Chapter 28
Two Many Peruvians

You can't tell the restaurants without a menu

In Union Square (which is, of course, triangular, see Chapter XX) there is a Peruvian restaurant. Or there are two Peruvian restaurants. Sort of. There are two restaurants in the same block that have the same name. One of them is a small, informal place, only eight or nine tables, serves a lunch-ish menu including many grilled meat items (grilled pork, grilled chicken, grilled gizzards, grilled beef heart, grilled tripe, etc., how authentic, yum, yum), and seems to be fairly popular. About five doors down the street is another restaurant of the same name, much larger, with a very different menu consisting mainly of seafood (fish, shrimp, mussels, ceviche, etc.). This one is a white-tablecloth sort of place, including a young hostess in native costume and higher prices.

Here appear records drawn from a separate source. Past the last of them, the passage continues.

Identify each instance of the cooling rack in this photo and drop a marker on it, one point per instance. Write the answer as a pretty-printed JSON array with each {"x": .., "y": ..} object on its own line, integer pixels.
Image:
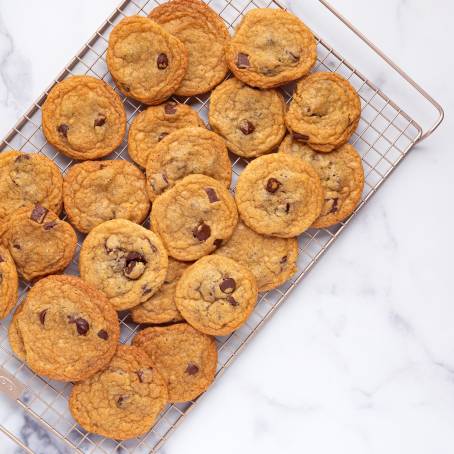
[{"x": 384, "y": 137}]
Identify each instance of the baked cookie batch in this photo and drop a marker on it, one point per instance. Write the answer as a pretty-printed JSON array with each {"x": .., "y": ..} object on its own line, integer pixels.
[{"x": 196, "y": 271}]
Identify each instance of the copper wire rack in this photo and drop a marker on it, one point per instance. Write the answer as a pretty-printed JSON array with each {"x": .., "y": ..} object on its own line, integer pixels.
[{"x": 384, "y": 137}]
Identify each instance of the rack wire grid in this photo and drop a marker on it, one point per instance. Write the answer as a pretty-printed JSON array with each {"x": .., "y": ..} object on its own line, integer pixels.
[{"x": 385, "y": 135}]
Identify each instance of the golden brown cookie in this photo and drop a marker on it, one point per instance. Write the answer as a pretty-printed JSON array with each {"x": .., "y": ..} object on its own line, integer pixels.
[
  {"x": 98, "y": 191},
  {"x": 271, "y": 47},
  {"x": 146, "y": 62},
  {"x": 279, "y": 195},
  {"x": 84, "y": 118},
  {"x": 204, "y": 34},
  {"x": 185, "y": 152},
  {"x": 153, "y": 124},
  {"x": 122, "y": 401},
  {"x": 324, "y": 112}
]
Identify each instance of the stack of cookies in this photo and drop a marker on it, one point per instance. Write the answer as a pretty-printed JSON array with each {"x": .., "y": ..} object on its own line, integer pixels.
[{"x": 196, "y": 271}]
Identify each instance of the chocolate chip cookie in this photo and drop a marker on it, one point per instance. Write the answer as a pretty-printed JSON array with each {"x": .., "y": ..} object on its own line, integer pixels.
[
  {"x": 28, "y": 178},
  {"x": 279, "y": 195},
  {"x": 185, "y": 357},
  {"x": 184, "y": 152},
  {"x": 153, "y": 124},
  {"x": 98, "y": 191},
  {"x": 204, "y": 34},
  {"x": 127, "y": 262},
  {"x": 161, "y": 308},
  {"x": 270, "y": 48},
  {"x": 146, "y": 62},
  {"x": 251, "y": 121},
  {"x": 39, "y": 241},
  {"x": 324, "y": 112},
  {"x": 65, "y": 329},
  {"x": 84, "y": 118},
  {"x": 122, "y": 401}
]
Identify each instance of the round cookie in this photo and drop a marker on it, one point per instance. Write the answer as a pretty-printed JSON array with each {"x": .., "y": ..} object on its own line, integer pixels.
[
  {"x": 186, "y": 358},
  {"x": 122, "y": 401},
  {"x": 127, "y": 262},
  {"x": 8, "y": 283},
  {"x": 251, "y": 121},
  {"x": 270, "y": 48},
  {"x": 185, "y": 152},
  {"x": 216, "y": 295},
  {"x": 146, "y": 62},
  {"x": 84, "y": 118},
  {"x": 98, "y": 191},
  {"x": 161, "y": 308},
  {"x": 271, "y": 260},
  {"x": 39, "y": 242},
  {"x": 194, "y": 217},
  {"x": 65, "y": 329},
  {"x": 153, "y": 124},
  {"x": 279, "y": 195},
  {"x": 204, "y": 34},
  {"x": 28, "y": 178},
  {"x": 324, "y": 112},
  {"x": 342, "y": 176}
]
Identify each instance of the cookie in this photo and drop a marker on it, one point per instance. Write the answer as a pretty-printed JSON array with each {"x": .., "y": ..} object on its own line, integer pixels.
[
  {"x": 271, "y": 260},
  {"x": 251, "y": 121},
  {"x": 39, "y": 242},
  {"x": 84, "y": 118},
  {"x": 186, "y": 358},
  {"x": 204, "y": 34},
  {"x": 8, "y": 283},
  {"x": 146, "y": 62},
  {"x": 65, "y": 329},
  {"x": 216, "y": 295},
  {"x": 324, "y": 112},
  {"x": 127, "y": 262},
  {"x": 28, "y": 178},
  {"x": 279, "y": 195},
  {"x": 342, "y": 176},
  {"x": 122, "y": 401},
  {"x": 271, "y": 47},
  {"x": 153, "y": 124},
  {"x": 161, "y": 308},
  {"x": 194, "y": 217},
  {"x": 185, "y": 152},
  {"x": 98, "y": 191}
]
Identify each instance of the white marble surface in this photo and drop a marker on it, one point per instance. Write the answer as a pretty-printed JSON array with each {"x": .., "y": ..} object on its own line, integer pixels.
[{"x": 361, "y": 357}]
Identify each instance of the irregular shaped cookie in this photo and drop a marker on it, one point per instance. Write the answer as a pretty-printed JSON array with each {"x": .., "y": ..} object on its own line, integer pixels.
[
  {"x": 184, "y": 152},
  {"x": 97, "y": 191},
  {"x": 204, "y": 34},
  {"x": 251, "y": 121},
  {"x": 216, "y": 295},
  {"x": 146, "y": 62},
  {"x": 161, "y": 308},
  {"x": 271, "y": 260},
  {"x": 122, "y": 401},
  {"x": 127, "y": 262},
  {"x": 186, "y": 358},
  {"x": 65, "y": 329},
  {"x": 324, "y": 112},
  {"x": 28, "y": 178},
  {"x": 341, "y": 173},
  {"x": 270, "y": 48},
  {"x": 153, "y": 124},
  {"x": 84, "y": 118},
  {"x": 279, "y": 195},
  {"x": 194, "y": 217},
  {"x": 39, "y": 241}
]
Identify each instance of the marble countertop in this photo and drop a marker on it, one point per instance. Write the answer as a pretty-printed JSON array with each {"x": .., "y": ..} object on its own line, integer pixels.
[{"x": 360, "y": 359}]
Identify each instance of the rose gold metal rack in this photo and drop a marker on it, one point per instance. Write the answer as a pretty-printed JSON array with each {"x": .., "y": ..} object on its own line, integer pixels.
[{"x": 385, "y": 136}]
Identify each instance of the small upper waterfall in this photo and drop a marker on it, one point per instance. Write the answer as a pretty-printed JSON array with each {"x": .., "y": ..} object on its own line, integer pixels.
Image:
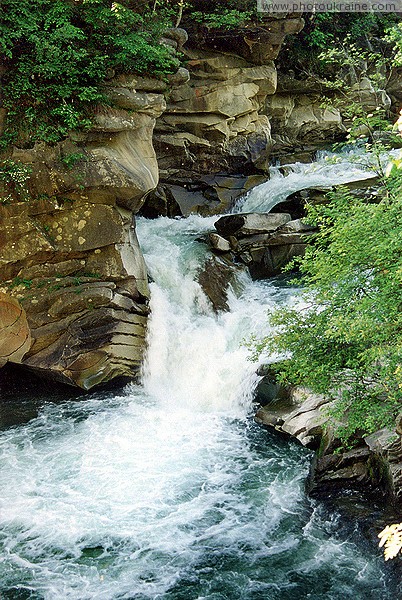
[
  {"x": 328, "y": 170},
  {"x": 168, "y": 490}
]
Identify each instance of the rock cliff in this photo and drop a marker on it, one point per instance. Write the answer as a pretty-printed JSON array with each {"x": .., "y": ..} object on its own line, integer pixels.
[
  {"x": 70, "y": 256},
  {"x": 372, "y": 466},
  {"x": 70, "y": 260}
]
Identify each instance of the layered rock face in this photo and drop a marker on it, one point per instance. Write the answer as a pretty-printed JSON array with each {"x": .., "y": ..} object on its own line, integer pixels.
[
  {"x": 264, "y": 243},
  {"x": 300, "y": 119},
  {"x": 70, "y": 256}
]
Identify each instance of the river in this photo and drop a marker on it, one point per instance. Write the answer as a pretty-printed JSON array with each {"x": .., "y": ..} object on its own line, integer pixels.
[{"x": 169, "y": 490}]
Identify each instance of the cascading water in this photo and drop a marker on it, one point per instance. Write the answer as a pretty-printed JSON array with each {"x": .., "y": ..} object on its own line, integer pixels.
[{"x": 169, "y": 490}]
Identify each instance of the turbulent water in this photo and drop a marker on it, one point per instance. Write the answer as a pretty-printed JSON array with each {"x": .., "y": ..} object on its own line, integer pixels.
[
  {"x": 169, "y": 490},
  {"x": 329, "y": 169}
]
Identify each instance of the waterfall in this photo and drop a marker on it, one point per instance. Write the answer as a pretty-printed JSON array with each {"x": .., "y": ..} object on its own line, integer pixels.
[
  {"x": 168, "y": 490},
  {"x": 328, "y": 170}
]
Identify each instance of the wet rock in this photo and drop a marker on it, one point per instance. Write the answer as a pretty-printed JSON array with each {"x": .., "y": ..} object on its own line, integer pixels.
[
  {"x": 250, "y": 223},
  {"x": 215, "y": 279},
  {"x": 78, "y": 272},
  {"x": 218, "y": 243}
]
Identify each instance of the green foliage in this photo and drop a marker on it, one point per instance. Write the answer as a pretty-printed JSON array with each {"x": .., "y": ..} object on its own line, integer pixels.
[
  {"x": 347, "y": 339},
  {"x": 330, "y": 42},
  {"x": 394, "y": 36},
  {"x": 224, "y": 19},
  {"x": 56, "y": 53},
  {"x": 13, "y": 179}
]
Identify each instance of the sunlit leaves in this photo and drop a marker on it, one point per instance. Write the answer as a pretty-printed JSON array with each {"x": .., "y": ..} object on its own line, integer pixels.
[
  {"x": 391, "y": 540},
  {"x": 348, "y": 340}
]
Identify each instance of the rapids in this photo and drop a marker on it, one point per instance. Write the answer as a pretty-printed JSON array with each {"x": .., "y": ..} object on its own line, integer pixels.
[{"x": 169, "y": 490}]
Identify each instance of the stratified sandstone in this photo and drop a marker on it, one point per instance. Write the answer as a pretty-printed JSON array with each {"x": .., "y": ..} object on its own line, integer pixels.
[{"x": 70, "y": 255}]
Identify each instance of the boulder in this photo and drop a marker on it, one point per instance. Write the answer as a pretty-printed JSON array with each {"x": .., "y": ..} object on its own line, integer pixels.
[
  {"x": 218, "y": 243},
  {"x": 250, "y": 223},
  {"x": 215, "y": 279}
]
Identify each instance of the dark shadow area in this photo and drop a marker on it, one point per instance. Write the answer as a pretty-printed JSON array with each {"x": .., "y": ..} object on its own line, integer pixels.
[{"x": 23, "y": 394}]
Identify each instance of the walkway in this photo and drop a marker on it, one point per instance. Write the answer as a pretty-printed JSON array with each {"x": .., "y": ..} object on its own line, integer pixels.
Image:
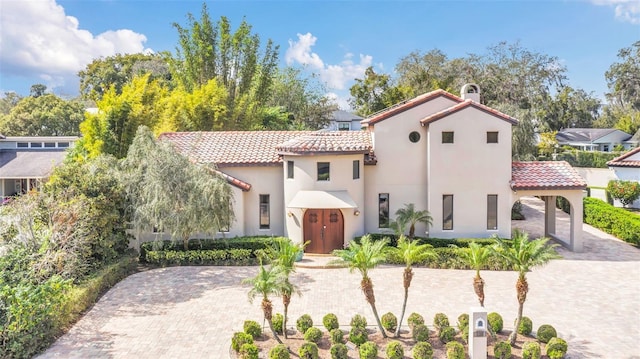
[{"x": 191, "y": 312}]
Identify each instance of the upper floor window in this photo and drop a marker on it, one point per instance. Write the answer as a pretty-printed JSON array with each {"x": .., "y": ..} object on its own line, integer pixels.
[{"x": 447, "y": 137}]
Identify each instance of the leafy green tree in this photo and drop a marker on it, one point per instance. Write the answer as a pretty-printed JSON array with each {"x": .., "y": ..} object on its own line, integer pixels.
[
  {"x": 168, "y": 191},
  {"x": 524, "y": 255},
  {"x": 363, "y": 257}
]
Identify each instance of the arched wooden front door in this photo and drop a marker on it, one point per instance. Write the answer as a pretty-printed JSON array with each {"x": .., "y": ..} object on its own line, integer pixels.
[{"x": 324, "y": 229}]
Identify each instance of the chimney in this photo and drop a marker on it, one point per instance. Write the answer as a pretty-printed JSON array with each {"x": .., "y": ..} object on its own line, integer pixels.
[{"x": 470, "y": 92}]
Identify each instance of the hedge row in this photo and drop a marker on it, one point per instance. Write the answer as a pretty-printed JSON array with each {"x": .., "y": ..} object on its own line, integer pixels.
[{"x": 615, "y": 221}]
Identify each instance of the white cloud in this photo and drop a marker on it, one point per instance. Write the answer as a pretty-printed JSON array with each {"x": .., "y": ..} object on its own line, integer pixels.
[
  {"x": 40, "y": 40},
  {"x": 626, "y": 10}
]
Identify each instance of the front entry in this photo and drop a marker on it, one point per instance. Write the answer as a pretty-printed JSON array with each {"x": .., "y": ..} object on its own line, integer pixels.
[{"x": 324, "y": 229}]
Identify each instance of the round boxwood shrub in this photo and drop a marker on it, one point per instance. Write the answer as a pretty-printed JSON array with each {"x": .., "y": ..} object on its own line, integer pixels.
[
  {"x": 545, "y": 333},
  {"x": 336, "y": 336},
  {"x": 359, "y": 321},
  {"x": 252, "y": 328},
  {"x": 531, "y": 350},
  {"x": 240, "y": 338},
  {"x": 526, "y": 326},
  {"x": 277, "y": 320},
  {"x": 358, "y": 335},
  {"x": 339, "y": 351},
  {"x": 303, "y": 323},
  {"x": 395, "y": 350},
  {"x": 446, "y": 334},
  {"x": 455, "y": 350},
  {"x": 502, "y": 350},
  {"x": 313, "y": 334},
  {"x": 495, "y": 322},
  {"x": 308, "y": 350},
  {"x": 330, "y": 322},
  {"x": 389, "y": 321},
  {"x": 420, "y": 333},
  {"x": 368, "y": 350},
  {"x": 556, "y": 348},
  {"x": 248, "y": 351},
  {"x": 422, "y": 350},
  {"x": 414, "y": 319}
]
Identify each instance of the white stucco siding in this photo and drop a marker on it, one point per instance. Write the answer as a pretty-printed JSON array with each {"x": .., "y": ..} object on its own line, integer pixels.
[{"x": 470, "y": 169}]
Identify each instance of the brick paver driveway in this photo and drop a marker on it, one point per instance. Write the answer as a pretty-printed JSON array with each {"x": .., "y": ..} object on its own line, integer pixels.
[{"x": 191, "y": 312}]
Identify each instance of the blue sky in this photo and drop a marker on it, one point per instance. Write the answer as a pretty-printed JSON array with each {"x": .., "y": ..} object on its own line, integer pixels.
[{"x": 49, "y": 41}]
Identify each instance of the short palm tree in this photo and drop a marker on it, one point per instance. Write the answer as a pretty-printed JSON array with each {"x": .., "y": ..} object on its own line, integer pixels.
[
  {"x": 523, "y": 255},
  {"x": 408, "y": 214},
  {"x": 267, "y": 282},
  {"x": 364, "y": 256},
  {"x": 477, "y": 257},
  {"x": 411, "y": 252}
]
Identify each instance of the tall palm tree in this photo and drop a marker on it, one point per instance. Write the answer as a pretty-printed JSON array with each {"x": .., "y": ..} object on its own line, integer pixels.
[
  {"x": 523, "y": 255},
  {"x": 267, "y": 282},
  {"x": 364, "y": 256},
  {"x": 411, "y": 252},
  {"x": 477, "y": 257},
  {"x": 408, "y": 214}
]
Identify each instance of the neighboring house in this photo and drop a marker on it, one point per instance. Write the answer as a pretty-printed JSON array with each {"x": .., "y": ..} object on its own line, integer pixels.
[
  {"x": 446, "y": 154},
  {"x": 627, "y": 168},
  {"x": 26, "y": 161},
  {"x": 593, "y": 139}
]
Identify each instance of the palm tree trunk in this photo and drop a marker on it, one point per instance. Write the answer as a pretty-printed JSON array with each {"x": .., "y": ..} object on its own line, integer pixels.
[{"x": 407, "y": 276}]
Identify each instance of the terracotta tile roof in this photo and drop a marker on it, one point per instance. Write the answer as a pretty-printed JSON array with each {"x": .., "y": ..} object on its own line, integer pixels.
[
  {"x": 409, "y": 104},
  {"x": 461, "y": 106},
  {"x": 328, "y": 142},
  {"x": 545, "y": 175},
  {"x": 624, "y": 161}
]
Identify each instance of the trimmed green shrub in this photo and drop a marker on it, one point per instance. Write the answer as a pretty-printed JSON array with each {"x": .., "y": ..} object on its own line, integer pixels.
[
  {"x": 556, "y": 348},
  {"x": 495, "y": 322},
  {"x": 420, "y": 333},
  {"x": 303, "y": 323},
  {"x": 531, "y": 350},
  {"x": 422, "y": 350},
  {"x": 330, "y": 322},
  {"x": 280, "y": 351},
  {"x": 389, "y": 321},
  {"x": 358, "y": 335},
  {"x": 252, "y": 328},
  {"x": 368, "y": 350},
  {"x": 502, "y": 350},
  {"x": 394, "y": 350},
  {"x": 526, "y": 326},
  {"x": 308, "y": 350},
  {"x": 313, "y": 334},
  {"x": 248, "y": 351},
  {"x": 455, "y": 350},
  {"x": 359, "y": 321},
  {"x": 240, "y": 338},
  {"x": 339, "y": 351},
  {"x": 336, "y": 336},
  {"x": 545, "y": 333},
  {"x": 414, "y": 319}
]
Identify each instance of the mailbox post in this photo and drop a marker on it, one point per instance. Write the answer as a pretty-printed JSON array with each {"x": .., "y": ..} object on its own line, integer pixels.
[{"x": 478, "y": 333}]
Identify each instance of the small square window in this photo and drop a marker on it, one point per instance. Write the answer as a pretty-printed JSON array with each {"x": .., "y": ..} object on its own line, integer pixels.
[{"x": 447, "y": 137}]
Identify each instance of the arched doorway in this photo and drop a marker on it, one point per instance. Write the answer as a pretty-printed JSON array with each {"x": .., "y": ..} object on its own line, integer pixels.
[{"x": 324, "y": 229}]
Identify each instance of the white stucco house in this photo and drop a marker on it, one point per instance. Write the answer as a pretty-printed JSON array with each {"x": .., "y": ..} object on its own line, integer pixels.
[{"x": 447, "y": 154}]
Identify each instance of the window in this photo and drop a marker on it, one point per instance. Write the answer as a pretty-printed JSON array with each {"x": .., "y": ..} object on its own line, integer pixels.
[
  {"x": 383, "y": 210},
  {"x": 492, "y": 211},
  {"x": 289, "y": 169},
  {"x": 323, "y": 171},
  {"x": 447, "y": 211},
  {"x": 265, "y": 221}
]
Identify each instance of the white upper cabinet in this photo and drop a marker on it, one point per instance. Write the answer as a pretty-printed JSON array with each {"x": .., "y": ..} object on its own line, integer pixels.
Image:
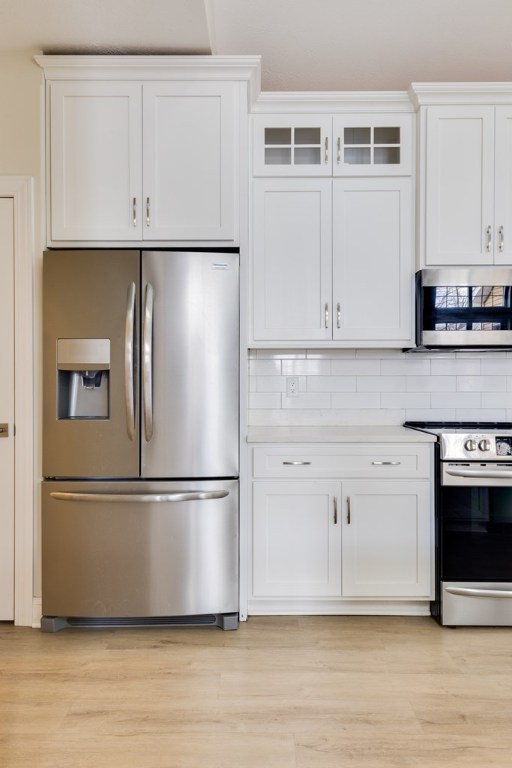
[
  {"x": 332, "y": 261},
  {"x": 386, "y": 538},
  {"x": 468, "y": 185},
  {"x": 366, "y": 145},
  {"x": 323, "y": 145},
  {"x": 150, "y": 161},
  {"x": 95, "y": 167},
  {"x": 292, "y": 145},
  {"x": 189, "y": 152},
  {"x": 372, "y": 259},
  {"x": 292, "y": 259},
  {"x": 146, "y": 149}
]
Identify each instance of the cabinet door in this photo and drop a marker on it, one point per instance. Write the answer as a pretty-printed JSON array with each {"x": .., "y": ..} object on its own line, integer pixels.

We were heading out to lunch, selected this one as a new place that would expand our restaurant list, and we went to what we thought was the right restaurant. We were completely fooled. When we had looked on the web, we noted one address right in the square, and that's where we headed. We saw one with the right name on it, it happened to be the lunch place, and that's where we stopped. If we had parked accidentally on a different street of the non-square square, we would have come upon the other restaurant first and gone in there. It was only by wandering around the neighborhood after lunch that we discovered our mistake. Well, not entirely a mistake. I mean, the food was quite good and we will go back. Or, rather, we will probably go back to the other one, that is, the dinner place, just to try items from a different menu.

I don't know the history of this split, which came first, the lunch place or the dinner place. I will ask about the history sometime .

No, I did not order the gizzards-heart-and-tripe special.